How does all this work?  The short answer, ATSC 3.0 will be a hybrid television delivery system. The audio and video content will be broadcast over the air in an IP format, and other content like targeted ads will be sent over your IP internet connection and integrates them into the selected video program. This will require a different kind of over the air tuner than the digital tuner you have now, which will be a gateway that connects to your home WiFi router or a gateway with a built-in WIFI router.

When will all this happen? It is happening in South Korea right now; they are working out the bugs and refining the software and developing the integrated hardware.  In the US the pace is much slower, without any government prodding or incentives.

From the Tablo Blog:

Earlier this year, the FCC cleared the way for voluntary adoption of ATSC 3.0. Unlike with the well-planned 2009 transition to ATSC 1.0, as of now there is no specific goal date for the switchover. In fact, members of the FCC noted during the adoption deliberations that setting a transition date now was ‘premature’ ( approves-atsc-30-rollout-proposal/411086) and even raised concerns about lack of details in the plan and how it would impact consumers.

Right now, alpha trials of ATSC 3.0 broadcasts are planned for late 2017 by WRAL-TV (NBC) in Raleigh-Durham, North Carolina and WJW-TV (FOX) in Cleveland, Ohio. While early work on this standard is being undertaken by other stations, the rest of the voluntary deployments by broadcasters won’t begin until 2019. Even then, broadcasters will be required to simulcast via the ATSC 1.0 standard for a set (but still undetermined) time period.

Why should you care about ATSC 3.0 The first thought that comes to mind it assumes that all TV set owner has a broadband internet connection.  In April 2017 the California Public Utilities Commission found that only 43 percent of rural households had access to reliable broadband service.  While agencies and companies are struggling to bring broadband to rural families, they may not succeed by the time ATSC 3.0 is fully implemented over the next decade. 

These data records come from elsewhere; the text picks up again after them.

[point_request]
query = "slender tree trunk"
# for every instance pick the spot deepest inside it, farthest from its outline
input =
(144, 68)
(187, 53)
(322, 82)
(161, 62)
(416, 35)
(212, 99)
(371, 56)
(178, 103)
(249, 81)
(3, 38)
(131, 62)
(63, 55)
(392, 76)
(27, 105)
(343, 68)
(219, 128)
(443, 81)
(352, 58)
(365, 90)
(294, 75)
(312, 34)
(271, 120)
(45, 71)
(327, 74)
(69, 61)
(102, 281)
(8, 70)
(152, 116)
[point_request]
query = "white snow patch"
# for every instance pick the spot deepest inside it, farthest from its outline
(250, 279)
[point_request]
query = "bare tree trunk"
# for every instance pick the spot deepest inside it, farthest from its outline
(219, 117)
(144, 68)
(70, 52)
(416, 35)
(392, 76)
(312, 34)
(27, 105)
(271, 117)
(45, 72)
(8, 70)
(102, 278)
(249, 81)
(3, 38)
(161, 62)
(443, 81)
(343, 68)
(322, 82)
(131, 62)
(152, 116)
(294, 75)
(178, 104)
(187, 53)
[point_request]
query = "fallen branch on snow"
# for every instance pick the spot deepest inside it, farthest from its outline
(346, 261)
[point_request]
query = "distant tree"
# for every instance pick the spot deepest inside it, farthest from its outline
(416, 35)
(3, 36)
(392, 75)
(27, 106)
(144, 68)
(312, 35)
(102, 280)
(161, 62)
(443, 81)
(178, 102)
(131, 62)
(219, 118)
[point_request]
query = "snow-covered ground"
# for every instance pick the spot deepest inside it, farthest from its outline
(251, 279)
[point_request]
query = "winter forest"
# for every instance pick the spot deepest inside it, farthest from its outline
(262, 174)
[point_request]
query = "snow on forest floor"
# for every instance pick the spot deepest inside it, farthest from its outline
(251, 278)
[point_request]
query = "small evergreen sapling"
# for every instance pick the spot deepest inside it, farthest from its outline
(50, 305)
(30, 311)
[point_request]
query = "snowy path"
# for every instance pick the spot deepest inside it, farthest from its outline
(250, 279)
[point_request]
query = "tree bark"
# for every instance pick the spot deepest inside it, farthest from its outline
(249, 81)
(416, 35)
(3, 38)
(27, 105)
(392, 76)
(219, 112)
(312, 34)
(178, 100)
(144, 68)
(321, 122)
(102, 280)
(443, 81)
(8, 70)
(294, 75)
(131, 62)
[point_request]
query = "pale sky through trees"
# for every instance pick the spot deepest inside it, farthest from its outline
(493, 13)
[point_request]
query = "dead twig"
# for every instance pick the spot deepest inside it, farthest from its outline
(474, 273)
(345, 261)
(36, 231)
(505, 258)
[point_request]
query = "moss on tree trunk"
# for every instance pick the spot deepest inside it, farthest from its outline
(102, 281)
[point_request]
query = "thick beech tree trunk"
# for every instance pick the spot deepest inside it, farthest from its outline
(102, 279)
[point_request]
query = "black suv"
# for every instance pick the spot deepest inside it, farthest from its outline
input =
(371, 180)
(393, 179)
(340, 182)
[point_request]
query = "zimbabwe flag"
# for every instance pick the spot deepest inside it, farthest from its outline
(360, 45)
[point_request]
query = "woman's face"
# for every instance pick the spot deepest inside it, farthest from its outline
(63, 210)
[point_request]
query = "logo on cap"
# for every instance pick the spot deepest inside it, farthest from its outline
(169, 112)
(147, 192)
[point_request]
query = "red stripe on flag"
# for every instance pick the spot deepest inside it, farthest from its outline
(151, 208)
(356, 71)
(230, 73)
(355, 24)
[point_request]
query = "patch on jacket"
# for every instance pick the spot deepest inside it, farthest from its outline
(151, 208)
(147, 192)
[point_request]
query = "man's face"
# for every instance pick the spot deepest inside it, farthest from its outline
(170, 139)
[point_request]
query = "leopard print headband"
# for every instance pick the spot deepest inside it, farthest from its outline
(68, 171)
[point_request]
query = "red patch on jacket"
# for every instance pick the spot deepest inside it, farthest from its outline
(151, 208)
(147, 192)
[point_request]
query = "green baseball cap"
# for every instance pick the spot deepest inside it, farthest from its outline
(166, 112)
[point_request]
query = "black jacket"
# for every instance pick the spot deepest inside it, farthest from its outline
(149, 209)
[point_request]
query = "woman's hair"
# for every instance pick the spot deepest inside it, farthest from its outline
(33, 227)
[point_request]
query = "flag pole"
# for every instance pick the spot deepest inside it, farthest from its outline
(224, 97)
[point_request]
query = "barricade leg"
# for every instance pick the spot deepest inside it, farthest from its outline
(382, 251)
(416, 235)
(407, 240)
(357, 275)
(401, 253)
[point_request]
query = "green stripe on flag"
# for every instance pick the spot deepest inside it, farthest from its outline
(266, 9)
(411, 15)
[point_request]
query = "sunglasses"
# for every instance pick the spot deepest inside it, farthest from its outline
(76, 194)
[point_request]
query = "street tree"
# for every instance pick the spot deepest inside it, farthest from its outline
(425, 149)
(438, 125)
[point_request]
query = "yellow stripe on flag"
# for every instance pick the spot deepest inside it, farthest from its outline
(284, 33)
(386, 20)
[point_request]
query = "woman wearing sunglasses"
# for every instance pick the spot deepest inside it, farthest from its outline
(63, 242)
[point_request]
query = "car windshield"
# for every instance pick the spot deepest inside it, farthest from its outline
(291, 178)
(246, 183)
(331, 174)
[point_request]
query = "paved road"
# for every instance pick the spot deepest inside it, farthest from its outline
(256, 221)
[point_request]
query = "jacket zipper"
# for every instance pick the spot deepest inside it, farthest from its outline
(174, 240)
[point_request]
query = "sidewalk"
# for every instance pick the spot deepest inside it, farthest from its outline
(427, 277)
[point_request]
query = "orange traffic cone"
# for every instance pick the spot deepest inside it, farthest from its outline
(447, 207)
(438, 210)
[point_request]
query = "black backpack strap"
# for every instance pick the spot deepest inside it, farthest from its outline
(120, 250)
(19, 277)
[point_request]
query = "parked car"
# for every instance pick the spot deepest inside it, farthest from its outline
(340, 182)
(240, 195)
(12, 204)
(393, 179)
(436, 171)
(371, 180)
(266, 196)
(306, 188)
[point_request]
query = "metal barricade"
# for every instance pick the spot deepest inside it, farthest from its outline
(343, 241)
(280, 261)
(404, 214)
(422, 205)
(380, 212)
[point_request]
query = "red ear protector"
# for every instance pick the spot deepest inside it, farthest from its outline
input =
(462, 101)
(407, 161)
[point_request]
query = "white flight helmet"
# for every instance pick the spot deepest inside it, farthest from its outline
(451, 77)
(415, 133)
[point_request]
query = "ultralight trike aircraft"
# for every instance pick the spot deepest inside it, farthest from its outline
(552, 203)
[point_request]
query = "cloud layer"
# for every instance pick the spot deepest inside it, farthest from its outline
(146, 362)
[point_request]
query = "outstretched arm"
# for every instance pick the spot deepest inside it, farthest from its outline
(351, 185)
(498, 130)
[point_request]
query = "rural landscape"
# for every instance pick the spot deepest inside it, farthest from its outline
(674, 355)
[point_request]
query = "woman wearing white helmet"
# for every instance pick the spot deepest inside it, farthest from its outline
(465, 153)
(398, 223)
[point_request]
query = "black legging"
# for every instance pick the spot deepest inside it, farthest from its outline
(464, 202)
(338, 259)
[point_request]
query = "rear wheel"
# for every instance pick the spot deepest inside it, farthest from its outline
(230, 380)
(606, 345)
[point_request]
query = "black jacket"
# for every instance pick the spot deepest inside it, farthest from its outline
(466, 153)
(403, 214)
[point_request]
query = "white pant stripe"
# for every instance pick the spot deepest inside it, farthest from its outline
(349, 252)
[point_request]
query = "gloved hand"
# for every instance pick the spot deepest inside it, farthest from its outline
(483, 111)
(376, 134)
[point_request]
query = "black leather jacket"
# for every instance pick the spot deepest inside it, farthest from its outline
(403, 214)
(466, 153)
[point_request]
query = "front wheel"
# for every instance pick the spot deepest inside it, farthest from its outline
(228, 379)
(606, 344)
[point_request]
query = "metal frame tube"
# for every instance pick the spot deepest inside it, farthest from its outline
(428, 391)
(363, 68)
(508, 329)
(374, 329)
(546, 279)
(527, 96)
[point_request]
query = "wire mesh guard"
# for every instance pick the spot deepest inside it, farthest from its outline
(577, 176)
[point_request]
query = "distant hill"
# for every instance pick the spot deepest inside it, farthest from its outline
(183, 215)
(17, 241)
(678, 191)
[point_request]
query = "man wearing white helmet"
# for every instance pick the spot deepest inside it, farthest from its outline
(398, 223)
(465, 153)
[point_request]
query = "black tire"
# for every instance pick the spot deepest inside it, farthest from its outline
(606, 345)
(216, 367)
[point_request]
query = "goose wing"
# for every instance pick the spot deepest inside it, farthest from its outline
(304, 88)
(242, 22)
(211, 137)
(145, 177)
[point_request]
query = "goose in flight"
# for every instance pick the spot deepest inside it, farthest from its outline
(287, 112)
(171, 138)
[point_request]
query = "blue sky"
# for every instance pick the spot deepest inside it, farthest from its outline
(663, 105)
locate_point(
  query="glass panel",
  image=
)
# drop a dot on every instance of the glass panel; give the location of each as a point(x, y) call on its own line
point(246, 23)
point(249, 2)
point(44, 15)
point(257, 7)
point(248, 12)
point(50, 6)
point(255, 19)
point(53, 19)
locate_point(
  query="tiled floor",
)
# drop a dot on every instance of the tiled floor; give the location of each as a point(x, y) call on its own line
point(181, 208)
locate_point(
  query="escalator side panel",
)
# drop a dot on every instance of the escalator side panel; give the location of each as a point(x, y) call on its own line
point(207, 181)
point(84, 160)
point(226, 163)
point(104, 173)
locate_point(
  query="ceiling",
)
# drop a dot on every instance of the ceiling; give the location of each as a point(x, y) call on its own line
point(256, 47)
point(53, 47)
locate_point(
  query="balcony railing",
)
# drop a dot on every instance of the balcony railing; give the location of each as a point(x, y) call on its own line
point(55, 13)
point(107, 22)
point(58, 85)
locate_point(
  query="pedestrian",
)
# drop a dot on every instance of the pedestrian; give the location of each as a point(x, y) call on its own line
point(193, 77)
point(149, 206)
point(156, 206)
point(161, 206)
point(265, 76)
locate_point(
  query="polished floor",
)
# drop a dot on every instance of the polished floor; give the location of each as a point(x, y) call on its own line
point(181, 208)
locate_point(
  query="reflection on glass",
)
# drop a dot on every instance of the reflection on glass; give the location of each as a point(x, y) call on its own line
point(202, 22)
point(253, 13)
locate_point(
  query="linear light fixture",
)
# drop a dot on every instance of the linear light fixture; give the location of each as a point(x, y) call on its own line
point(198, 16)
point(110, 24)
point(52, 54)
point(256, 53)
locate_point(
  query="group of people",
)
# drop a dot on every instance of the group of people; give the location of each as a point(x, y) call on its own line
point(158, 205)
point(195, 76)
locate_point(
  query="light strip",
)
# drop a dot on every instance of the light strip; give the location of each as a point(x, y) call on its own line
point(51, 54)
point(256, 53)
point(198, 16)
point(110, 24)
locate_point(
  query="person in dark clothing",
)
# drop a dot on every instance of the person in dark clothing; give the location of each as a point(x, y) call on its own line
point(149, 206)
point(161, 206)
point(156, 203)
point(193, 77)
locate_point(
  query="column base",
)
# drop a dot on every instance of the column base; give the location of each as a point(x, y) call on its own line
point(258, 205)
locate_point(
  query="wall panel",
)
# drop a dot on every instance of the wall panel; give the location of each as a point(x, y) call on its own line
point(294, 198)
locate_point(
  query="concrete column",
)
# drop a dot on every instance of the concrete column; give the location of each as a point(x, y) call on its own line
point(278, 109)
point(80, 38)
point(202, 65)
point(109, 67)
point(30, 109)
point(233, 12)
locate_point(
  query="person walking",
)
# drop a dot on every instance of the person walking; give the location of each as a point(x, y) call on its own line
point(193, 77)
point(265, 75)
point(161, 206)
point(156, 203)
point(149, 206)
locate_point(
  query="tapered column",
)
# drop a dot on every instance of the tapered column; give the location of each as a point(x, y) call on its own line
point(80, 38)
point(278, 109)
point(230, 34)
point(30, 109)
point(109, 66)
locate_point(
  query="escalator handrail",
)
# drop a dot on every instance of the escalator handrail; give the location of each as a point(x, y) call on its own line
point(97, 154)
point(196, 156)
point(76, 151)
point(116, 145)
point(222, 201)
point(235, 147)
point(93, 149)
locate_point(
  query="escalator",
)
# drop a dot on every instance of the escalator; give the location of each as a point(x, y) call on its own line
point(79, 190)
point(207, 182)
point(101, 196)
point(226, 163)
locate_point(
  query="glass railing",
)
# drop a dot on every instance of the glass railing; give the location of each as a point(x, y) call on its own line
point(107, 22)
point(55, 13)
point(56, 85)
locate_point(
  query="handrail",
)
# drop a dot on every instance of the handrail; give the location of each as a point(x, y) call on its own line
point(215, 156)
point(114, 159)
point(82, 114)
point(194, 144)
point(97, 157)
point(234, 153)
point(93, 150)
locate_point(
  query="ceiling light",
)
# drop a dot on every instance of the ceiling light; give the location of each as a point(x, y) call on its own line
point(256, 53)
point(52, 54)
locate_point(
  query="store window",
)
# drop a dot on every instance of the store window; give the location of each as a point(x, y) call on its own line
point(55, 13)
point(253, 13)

The troubling part is it may take the US a decade to fully implement this standard, as it requires TV stations to buy more expensive equipment while maintaining the 1.0 standard broadcasts. From a competitive technology standpoint, the US is being left in the dust. South Korea plans to have their system in operation by 2018.

From the Tablo Blog again:

South Korea has already chosen ATSC 3.0 as its next-generation broadcast standard. Since 2016, LG Electronics and its partners have conducted successful trials of an end-to-end 4K Ultra HD OTA broadcast using the ATSC 3.0 candidate standards. The South Korean plan is to deploy ATSC 3.0 nationally in time for broadcasts of the PyeongChang 2018 Olympic Winter Games.

It should be noted that South Korea is a small country led by imaginative leaders in the technology sector,  Your LG TV set will be ready for ATSC 3.0 long before your favorite TV station is ready to transmit an ATSC 3.0 signal. This time gap leaves an opening for a new stations to capture the technology wave. ATSC 3.0 TV sets in your den with no signal, is a void to be filled by video and broadband entrepreneurs.